United States citizens with relatives in Cuba can send them unlimited cash and visit the island as long and often as they would like under new rules from President Barack Obama’s administration.
The rules, made effective immediately by the US Treasury Department, had been announced by President Obama in April to ease US trade restrictions imposed on Cuba’s revolution half a century ago.
Until now, Cuban-US citizens had been allowed to travel to the island only once a year and were limited to sending only 1,200 US dollars per person in cash to needy family members in Cuba.
But now they can send as much money as they want to a larger group of relatives that includes aunts, uncles, cousins and second cousins, a reversal of a restriction introduced by the George W Bush administration in a bid to squeeze Cuba's government financially.
However the Treasury's Office of Foreign Assets Control, which has policed the trade embargo and fined US citizens, caught spending money in Cuba, said US visitors could only spend 179 US dollars a day on trips to the island. That is the same amount as the US State Department's per diem rate for official visits. Previously, family travellers were allowed to spend just 50 USD a day.

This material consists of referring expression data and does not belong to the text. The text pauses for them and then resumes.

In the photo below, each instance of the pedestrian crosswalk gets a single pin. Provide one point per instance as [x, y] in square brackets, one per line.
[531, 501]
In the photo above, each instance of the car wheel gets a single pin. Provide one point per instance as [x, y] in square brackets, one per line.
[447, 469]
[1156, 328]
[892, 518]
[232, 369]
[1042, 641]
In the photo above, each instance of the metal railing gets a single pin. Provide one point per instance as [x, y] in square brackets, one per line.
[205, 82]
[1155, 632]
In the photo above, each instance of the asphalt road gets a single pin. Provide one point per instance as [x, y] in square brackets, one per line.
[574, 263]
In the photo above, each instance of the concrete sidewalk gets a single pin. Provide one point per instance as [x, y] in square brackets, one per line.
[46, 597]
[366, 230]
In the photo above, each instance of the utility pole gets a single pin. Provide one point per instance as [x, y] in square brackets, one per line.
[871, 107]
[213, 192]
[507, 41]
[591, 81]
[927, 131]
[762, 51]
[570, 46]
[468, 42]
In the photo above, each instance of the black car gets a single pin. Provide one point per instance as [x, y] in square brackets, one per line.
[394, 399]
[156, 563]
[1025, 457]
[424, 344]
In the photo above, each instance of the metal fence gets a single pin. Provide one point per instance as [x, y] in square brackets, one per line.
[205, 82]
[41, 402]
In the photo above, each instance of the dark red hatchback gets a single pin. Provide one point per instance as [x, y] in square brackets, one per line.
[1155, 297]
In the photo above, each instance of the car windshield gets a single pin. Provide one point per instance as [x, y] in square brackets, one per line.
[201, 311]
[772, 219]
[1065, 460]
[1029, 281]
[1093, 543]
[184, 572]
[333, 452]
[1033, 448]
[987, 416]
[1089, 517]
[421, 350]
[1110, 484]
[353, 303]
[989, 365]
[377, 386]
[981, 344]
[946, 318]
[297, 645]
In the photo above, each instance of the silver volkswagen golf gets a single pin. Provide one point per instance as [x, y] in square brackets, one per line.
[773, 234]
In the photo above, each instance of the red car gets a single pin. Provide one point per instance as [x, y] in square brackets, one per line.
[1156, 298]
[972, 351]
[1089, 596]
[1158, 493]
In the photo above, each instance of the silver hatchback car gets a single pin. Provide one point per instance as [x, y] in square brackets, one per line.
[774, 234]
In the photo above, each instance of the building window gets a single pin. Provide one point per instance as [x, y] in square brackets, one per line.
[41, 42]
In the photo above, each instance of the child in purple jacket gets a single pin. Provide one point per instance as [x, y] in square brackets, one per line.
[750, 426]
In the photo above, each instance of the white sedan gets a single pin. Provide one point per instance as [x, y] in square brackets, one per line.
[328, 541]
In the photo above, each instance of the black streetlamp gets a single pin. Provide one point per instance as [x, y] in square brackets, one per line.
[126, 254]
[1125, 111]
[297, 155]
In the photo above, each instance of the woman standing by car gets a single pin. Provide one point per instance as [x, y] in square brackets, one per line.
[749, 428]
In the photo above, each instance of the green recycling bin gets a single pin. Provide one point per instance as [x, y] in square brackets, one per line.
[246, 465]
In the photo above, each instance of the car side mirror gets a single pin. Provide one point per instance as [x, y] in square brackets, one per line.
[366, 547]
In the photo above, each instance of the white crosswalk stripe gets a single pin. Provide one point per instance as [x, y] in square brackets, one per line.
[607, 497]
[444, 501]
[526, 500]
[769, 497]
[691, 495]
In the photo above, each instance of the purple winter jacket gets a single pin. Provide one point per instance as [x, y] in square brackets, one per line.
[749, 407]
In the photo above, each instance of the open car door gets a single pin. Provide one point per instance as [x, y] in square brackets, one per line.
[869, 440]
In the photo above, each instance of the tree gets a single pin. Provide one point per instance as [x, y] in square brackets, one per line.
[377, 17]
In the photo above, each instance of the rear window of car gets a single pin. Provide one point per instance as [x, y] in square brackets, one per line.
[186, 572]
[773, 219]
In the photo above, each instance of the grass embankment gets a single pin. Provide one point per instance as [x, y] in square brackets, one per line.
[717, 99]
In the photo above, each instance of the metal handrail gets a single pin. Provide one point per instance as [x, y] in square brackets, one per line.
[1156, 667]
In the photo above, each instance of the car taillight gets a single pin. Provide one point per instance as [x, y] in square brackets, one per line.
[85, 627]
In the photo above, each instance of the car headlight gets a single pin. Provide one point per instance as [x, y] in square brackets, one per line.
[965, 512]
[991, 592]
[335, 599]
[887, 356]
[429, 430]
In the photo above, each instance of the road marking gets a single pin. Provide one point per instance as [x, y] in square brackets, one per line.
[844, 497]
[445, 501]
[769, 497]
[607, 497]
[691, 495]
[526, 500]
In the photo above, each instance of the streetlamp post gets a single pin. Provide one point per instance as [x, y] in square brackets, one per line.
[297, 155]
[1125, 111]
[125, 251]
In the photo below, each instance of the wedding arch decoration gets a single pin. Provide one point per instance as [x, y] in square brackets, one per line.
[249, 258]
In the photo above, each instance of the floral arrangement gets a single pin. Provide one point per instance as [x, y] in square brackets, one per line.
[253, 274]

Separate regulations issued by the US Commerce Department doubled the value limit for gift parcels sent to Cubans to 800 per month and widened the allowed recipients. Non-monetary gifts could only be sent previously to immediate family members and they may now be sent to any individual or to independent religious, educational and charitable organizations in Cuba.
The Commerce Department also eliminated a 44-pound limit on personal baggage to Cuba and allows visitors to bring donated personal communications devices such as mobile phone systems, computers, software, satellite receivers and digital cameras.
But the loosening of the rules for Cuban-Americans did not affect a general ban on travel by US citizens to Cuba and tight restrictions on academic and cultural exchanges.
The rules provide for some changes that could lay the groundwork for future trade links between the United States and Cuba in banking and telecommunications.
Relaxation of the remittance rules allow US banks to set up exchange arrangements with Cuban institutions to handle the transfers. The lack of such financial exchanges was considered a hindrance to the growth of agricultural trade with Cuba that was first allowed nearly a decade ago.
The Treasury rules allow US telecommunications companies to set up fibre-optic cable and satellite links and enter into cell-phone roaming service agreements with Cuba. They allow US residents to pay for satellite radio and television services provided to Cuban individuals by third-country firms.
The rules allow transactions and travel related to establishing telecoms services between the two countries. The US Treasury also established a general travel license to Cuba for US employees of firms seeking to sell agricultural and medical products there.
Companies providing charter flights between the United States and Cuba said they expected a spike in passenger business as a result of the new regulations.